Originally published: 4/17/2023
Pittsburgh Business Times


Imagine receiving an invitation to eat at a neighbor’s house. You have heard of them and admired them from afar and are excited for the opportunity to finally meet them. Besides, you have heard that the husband is a great cook, and the family is very respected in the community.

When you first arrive at their home, you notice a beautiful welcome mat on the porch that puts your butterflies at ease. You knock on the door and are invited in, but after you enter, everything changes. You notice the family is not very friendly. You try to make conversation with everyone, but it is difficult. Everyone seems to talk but never include you in the conversation. At times they appear to listen to you, but something always seems to distract them. You also notice that while you are eating, everyone has filet, while they have served you Spam. You are perplexed as to why you were invited in the first place when the vibes signal that you are different and don’t belong.
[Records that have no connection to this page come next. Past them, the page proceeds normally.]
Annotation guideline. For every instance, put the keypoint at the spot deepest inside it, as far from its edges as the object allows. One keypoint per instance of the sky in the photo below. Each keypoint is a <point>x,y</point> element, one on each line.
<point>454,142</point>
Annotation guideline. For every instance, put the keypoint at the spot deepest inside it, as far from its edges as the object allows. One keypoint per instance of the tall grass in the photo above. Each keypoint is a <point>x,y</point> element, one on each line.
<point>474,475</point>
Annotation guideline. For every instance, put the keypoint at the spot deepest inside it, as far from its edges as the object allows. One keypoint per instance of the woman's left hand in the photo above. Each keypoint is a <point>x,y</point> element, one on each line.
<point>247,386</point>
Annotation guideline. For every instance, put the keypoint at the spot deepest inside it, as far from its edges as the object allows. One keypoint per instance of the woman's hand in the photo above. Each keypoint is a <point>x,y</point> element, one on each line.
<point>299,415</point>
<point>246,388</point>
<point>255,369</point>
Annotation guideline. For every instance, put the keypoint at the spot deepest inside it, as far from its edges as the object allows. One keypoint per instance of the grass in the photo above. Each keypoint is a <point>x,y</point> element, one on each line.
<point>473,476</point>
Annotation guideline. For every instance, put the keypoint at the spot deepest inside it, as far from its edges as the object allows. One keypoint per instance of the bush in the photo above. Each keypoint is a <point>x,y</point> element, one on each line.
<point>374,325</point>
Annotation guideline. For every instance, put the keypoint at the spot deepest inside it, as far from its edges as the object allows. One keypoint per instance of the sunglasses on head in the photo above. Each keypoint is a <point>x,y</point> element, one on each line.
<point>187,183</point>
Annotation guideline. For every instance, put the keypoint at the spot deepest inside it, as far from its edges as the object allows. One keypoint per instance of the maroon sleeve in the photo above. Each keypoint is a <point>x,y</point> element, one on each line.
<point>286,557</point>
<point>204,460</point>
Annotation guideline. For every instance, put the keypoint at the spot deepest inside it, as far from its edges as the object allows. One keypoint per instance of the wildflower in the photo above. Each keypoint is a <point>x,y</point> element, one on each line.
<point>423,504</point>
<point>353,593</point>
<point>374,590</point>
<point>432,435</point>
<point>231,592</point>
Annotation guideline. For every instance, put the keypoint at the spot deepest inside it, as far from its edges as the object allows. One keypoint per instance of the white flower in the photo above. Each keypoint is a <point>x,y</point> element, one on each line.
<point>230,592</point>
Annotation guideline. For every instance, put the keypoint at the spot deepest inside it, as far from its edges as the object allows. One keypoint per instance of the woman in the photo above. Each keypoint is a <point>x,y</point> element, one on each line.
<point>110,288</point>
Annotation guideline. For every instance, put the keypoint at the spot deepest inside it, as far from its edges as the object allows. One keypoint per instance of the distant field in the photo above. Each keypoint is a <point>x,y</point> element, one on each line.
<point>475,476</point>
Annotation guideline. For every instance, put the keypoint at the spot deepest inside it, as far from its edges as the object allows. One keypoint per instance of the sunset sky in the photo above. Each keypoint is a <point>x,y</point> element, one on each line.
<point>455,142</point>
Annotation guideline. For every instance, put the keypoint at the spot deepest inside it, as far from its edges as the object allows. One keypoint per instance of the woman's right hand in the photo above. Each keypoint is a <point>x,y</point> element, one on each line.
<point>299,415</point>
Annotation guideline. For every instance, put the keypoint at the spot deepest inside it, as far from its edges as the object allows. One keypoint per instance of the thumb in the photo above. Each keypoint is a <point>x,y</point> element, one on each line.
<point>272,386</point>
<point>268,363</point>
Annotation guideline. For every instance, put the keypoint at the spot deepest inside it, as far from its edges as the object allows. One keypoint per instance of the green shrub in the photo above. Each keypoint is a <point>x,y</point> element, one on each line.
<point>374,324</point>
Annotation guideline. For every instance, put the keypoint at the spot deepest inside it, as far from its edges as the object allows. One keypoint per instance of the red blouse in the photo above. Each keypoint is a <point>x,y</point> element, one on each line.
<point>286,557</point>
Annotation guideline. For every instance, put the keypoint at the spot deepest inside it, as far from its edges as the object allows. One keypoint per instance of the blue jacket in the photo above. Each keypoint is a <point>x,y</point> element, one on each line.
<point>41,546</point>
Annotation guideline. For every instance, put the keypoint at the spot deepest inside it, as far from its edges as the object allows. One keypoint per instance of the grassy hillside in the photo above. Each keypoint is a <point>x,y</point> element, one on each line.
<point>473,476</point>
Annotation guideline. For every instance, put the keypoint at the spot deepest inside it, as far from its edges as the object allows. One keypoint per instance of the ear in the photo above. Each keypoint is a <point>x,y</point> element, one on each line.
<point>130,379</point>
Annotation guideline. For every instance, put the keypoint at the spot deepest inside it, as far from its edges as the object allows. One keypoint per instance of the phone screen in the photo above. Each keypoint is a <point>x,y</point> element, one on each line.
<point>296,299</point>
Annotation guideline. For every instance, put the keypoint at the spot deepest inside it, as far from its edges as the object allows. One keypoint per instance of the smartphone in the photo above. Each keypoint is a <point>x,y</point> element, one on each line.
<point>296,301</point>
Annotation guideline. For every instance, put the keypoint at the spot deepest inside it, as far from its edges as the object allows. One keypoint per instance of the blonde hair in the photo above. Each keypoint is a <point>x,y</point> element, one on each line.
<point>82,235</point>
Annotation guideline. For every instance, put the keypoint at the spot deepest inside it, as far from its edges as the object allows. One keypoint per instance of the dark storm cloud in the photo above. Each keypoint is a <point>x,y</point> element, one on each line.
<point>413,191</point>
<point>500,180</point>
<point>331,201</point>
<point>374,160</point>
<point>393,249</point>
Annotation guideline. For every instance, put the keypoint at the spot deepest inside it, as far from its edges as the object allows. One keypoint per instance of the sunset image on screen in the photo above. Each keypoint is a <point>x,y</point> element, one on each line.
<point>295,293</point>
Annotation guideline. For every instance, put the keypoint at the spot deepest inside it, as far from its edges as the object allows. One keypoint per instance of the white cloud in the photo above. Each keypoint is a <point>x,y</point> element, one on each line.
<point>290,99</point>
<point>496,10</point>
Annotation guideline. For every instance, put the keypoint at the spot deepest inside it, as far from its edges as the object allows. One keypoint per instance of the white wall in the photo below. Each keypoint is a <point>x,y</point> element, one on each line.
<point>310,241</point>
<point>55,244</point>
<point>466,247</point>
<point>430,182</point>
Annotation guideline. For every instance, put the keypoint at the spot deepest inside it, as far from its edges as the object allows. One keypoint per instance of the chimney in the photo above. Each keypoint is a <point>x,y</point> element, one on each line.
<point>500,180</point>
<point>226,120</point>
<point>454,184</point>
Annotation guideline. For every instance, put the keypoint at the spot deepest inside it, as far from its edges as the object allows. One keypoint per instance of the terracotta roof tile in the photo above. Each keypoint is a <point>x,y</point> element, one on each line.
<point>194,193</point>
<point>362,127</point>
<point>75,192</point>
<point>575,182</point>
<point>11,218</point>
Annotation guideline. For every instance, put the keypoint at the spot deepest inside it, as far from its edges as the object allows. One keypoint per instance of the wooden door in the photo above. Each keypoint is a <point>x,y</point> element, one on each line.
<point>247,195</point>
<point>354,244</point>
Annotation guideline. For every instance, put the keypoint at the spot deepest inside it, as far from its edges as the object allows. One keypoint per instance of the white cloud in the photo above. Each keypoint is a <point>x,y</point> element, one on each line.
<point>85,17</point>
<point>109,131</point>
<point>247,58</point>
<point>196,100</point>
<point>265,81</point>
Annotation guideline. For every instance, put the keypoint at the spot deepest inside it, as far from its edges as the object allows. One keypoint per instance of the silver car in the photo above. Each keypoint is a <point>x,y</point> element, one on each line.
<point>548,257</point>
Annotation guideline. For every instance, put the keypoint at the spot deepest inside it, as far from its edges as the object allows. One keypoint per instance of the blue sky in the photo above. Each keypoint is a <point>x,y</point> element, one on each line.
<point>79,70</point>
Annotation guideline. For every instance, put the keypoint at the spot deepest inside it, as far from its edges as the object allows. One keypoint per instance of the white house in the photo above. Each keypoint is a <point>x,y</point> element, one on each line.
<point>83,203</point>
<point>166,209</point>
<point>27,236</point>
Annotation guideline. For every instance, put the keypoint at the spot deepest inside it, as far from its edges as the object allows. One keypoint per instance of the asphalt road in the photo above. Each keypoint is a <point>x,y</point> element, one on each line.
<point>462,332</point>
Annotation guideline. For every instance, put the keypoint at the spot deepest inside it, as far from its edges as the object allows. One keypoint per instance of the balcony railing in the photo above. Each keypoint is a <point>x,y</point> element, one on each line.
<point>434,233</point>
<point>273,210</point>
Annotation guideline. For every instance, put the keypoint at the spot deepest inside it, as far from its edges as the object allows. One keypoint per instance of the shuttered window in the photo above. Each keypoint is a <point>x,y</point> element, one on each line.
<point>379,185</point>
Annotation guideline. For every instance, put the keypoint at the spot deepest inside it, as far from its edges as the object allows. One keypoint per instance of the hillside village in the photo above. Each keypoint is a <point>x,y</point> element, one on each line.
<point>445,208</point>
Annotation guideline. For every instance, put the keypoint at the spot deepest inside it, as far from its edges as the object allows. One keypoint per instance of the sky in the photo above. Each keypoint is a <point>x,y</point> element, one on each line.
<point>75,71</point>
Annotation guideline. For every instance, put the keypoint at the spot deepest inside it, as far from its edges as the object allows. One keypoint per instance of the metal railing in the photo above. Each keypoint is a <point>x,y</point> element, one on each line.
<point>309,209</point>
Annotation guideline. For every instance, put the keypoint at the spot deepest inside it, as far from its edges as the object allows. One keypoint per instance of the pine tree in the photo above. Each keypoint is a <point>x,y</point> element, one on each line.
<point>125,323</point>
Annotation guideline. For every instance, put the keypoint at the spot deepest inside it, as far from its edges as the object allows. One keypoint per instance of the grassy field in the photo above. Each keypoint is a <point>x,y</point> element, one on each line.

You pause for a moment and reflect on the nice invitation and the beautiful welcome mat that caught your attention, but seriously doubt you were ever welcome in the first place. Why was I invited? Were they just checking their diversity box?

You probably read this story and thought, “Wow, those neighbors are very rude!” However, before you judge, realize that many invite Black, brown and other marginalized communities into their organizations and unintentionally make them feel unwelcome. They wonder why they cannot keep or attract diverse talent, but it has less to do with a talent pipeline issue and more to do with work cultures and environments that are homogeneous and unwelcoming.

Yes, people are glad to get an invitation to dinner or to work for your organization, but to keep them you must make them feel welcome! Here are three things that Dr. Clyde W. Pickett, chief diversity officer and vice chancellor at the University of Pittsburgh, suggests that can help make your workplace more welcoming:

  • Listen to the Black, brown and other marginalized community members. Take the opportunity to hear more about their experiences.
  • Celebrate and acknowledge their contributions.
  • Invest in their growth and professional development.

Black, brown and other marginalized communities don’t just want an invitation to the table. We want to be heard, involved and made to feel welcome.